ASYLUM: Minnesota immigration judges grant asylum claims heard in their closed courtrooms at Fort Snelling at wildly different rates, Maya Rao reported.

For example, one judge approved 60% of asylum cases in a five-year span — the highest rate by far among the six immigration judges at Fort Snelling for whom statistics are available. Another judge approved just 11% of claims in the same period.

Such disparities nationwide have created a system that some legal scholars have dubbed "refugee roulette," Rao writes, in which a randomly assigned judge plays a large role in whether an asylum seeker wins their case.

Immigration judges across the country approved 35% of asylum applications between 2018 and 2023, according to summary data from the Transactional Records Access Clearinghouse (TRAC) at Syracuse University, while judges in Minnesota on average granted 30% during that period.

The varying asylum approval rates are "outrageous … it's a decades-long problem and nobody cares to solve it," St.
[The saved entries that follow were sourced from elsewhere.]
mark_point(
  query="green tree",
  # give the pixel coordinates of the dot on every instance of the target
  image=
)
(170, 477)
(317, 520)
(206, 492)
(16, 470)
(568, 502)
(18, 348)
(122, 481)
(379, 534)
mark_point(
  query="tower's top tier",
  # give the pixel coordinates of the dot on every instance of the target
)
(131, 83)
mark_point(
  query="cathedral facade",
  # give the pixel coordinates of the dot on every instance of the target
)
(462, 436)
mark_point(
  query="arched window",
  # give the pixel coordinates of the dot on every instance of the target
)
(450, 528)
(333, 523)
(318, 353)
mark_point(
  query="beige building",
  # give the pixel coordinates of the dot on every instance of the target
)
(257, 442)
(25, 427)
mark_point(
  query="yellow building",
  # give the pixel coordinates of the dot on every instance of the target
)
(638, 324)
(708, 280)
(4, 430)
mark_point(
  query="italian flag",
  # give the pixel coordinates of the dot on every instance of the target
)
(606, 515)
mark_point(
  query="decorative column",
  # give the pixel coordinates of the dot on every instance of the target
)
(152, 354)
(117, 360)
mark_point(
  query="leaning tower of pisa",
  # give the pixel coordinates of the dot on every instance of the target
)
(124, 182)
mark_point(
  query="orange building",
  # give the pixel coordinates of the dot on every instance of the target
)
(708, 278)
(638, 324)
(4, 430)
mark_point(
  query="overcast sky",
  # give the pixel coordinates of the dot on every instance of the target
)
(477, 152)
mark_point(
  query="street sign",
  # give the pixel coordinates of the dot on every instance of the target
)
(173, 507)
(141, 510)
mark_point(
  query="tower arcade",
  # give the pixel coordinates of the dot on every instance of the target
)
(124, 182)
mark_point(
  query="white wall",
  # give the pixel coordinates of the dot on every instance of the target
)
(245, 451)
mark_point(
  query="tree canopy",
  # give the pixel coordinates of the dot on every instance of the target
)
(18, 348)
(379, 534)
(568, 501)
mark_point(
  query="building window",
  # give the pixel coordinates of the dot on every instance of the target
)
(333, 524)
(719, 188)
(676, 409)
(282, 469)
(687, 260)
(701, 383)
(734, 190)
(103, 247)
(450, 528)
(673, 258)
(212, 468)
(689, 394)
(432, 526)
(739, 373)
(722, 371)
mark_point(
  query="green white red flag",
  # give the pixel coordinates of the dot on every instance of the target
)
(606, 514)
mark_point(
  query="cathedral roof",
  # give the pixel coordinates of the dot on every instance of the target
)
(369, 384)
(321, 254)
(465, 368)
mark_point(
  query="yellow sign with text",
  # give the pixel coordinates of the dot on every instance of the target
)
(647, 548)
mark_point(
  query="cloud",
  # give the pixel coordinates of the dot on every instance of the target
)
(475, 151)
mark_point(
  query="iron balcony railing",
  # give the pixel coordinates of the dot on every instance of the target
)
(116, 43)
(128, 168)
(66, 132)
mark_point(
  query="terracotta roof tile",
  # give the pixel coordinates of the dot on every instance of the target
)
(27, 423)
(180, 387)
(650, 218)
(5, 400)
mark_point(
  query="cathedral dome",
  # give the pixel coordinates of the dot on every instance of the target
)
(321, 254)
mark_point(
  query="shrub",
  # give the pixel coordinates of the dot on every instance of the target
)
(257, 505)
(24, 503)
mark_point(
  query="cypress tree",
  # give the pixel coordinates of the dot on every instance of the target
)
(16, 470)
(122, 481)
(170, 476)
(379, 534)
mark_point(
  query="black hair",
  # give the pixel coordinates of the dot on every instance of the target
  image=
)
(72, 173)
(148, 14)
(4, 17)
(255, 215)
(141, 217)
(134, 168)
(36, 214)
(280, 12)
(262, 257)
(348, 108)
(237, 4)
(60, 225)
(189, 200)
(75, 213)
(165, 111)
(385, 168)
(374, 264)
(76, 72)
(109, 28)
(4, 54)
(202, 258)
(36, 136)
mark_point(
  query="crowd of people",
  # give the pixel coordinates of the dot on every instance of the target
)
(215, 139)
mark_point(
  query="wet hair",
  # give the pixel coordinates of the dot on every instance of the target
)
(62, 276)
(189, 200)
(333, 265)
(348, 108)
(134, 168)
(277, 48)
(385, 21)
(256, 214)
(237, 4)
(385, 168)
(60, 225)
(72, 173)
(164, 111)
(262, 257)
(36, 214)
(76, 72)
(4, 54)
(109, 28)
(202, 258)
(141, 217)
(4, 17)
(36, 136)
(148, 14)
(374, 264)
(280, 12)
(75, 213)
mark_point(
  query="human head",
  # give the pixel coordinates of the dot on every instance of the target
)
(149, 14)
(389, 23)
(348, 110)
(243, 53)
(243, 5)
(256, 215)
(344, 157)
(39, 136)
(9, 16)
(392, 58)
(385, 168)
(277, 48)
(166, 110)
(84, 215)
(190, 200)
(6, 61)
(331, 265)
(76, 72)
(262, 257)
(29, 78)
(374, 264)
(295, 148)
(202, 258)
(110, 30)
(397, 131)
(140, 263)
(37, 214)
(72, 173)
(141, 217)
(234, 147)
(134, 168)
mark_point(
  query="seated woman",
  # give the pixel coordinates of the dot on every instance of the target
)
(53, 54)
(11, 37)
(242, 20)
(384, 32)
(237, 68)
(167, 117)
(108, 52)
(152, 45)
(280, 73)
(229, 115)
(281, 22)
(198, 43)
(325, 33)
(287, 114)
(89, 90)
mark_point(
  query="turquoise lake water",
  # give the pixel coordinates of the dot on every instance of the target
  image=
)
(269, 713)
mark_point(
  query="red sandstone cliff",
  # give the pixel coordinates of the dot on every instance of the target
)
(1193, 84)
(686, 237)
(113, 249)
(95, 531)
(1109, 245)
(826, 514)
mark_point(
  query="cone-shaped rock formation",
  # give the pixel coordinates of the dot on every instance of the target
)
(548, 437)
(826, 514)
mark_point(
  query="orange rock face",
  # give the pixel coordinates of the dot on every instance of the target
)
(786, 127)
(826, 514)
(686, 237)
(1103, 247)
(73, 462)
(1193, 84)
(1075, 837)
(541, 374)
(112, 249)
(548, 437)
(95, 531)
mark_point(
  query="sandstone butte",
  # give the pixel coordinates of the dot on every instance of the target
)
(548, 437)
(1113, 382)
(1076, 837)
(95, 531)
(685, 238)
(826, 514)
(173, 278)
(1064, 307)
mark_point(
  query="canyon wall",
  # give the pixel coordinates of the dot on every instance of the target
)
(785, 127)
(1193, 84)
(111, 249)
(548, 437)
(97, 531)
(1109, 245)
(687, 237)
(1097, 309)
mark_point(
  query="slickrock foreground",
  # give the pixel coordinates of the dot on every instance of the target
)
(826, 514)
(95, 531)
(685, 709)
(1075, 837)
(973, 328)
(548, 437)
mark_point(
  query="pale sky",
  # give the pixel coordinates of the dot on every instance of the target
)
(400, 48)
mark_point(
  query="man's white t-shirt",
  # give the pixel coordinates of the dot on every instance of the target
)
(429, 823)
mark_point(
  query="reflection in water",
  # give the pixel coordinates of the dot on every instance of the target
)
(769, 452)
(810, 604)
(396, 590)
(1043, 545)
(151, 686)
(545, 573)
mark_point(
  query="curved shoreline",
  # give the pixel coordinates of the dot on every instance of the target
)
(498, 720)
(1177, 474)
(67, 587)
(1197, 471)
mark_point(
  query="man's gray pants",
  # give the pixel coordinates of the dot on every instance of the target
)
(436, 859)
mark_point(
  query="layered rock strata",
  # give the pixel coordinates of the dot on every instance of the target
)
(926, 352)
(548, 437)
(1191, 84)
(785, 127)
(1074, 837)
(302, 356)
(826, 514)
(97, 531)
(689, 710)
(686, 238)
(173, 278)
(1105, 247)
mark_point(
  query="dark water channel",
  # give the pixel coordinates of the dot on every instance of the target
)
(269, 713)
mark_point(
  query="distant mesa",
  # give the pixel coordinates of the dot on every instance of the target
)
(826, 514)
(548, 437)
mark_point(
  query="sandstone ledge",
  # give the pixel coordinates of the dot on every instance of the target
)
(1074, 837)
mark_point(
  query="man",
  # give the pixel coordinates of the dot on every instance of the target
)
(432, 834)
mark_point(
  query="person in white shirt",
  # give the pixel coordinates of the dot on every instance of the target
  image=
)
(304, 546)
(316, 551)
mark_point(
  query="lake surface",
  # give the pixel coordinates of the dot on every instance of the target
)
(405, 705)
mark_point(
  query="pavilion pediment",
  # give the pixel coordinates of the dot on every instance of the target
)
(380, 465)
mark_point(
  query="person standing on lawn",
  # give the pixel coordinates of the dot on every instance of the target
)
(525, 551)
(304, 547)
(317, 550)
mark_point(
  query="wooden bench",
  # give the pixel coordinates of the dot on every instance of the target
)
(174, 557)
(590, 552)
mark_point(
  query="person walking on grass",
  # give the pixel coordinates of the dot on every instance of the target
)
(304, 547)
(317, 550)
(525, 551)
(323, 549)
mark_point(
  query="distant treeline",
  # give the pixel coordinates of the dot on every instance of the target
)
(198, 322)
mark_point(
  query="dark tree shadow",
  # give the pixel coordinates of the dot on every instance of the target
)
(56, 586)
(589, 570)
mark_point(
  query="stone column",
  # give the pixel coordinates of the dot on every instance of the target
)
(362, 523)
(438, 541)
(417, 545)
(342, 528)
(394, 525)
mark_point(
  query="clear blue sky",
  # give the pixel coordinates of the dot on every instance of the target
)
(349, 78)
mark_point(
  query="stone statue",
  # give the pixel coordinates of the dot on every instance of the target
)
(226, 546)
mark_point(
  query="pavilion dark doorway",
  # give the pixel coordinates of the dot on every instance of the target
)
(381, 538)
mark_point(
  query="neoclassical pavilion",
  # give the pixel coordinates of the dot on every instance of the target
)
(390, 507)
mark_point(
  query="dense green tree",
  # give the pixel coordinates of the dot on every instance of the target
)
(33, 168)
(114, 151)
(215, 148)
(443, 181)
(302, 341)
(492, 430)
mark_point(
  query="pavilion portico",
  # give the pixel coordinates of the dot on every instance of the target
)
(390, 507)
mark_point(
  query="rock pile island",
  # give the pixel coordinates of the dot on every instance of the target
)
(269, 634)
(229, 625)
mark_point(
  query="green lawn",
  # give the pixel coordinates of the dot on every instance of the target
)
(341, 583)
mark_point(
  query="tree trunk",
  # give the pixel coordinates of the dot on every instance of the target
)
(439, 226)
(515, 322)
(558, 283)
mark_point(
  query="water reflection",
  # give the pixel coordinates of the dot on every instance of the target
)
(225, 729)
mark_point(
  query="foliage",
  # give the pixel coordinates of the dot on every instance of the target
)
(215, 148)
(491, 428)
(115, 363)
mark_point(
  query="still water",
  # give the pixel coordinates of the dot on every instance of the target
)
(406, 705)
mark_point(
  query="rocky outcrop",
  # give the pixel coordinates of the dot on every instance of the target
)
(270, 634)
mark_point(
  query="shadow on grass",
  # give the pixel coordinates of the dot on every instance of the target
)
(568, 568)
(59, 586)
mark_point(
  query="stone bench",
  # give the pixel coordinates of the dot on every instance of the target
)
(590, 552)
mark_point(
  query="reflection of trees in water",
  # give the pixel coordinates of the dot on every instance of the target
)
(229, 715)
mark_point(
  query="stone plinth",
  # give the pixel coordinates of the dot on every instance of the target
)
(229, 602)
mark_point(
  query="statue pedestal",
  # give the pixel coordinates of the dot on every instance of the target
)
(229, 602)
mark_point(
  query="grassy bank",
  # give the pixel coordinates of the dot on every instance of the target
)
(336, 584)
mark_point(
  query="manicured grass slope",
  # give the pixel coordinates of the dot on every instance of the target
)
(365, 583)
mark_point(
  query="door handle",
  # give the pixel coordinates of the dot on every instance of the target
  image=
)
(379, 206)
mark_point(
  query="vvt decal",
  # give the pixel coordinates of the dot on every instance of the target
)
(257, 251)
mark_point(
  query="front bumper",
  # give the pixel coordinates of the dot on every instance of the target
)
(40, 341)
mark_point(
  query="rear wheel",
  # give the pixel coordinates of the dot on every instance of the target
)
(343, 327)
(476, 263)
Paul immigration attorney Kim Hunter said.

The National Association of Immigration Judges President Mimi Tsankov noted that no two cases are alike and each judge must weigh the nuances of immigration law.

HENNEPIN: Republican party leaders in the western suburbs are distancing themselves from Marisa Simonetti, the alleged tarantula-tosser running for Hennepin County board against former state Rep. Heather Edelson, a DFLer.

Edelson handily won a May special election against Simonetti for the nonpartisan seat representing Edina, Hopkins, Minnetonka and a handful of cities on Lake Minnetonka.

Third Congressional District Republicans chair Randy Sutter said the group will not endorse or recommend Simonetti for any office in the district and took back the group's endorsement of Simonetti for the May special election, "in light of the recent arrest of Marisa Simonetti for domestic assault, coupled with significant other information about her that has come to our attention."

Simonetti fired back, saying the party "is not interested in winning candidates who have the kahunas to create real change. They are interested in grifting and wasting time."

WHERE'S WALZ:

Gov. Tim Walz is up north today (or is he?).

Walz meets with the Red Lake Nation Tribal Council at 9 a.m., and will tour Bemidji Steel at 11:45 a.m.

At 1 p.m., Walz will speak at the opening of the Bemidji Veterans Home.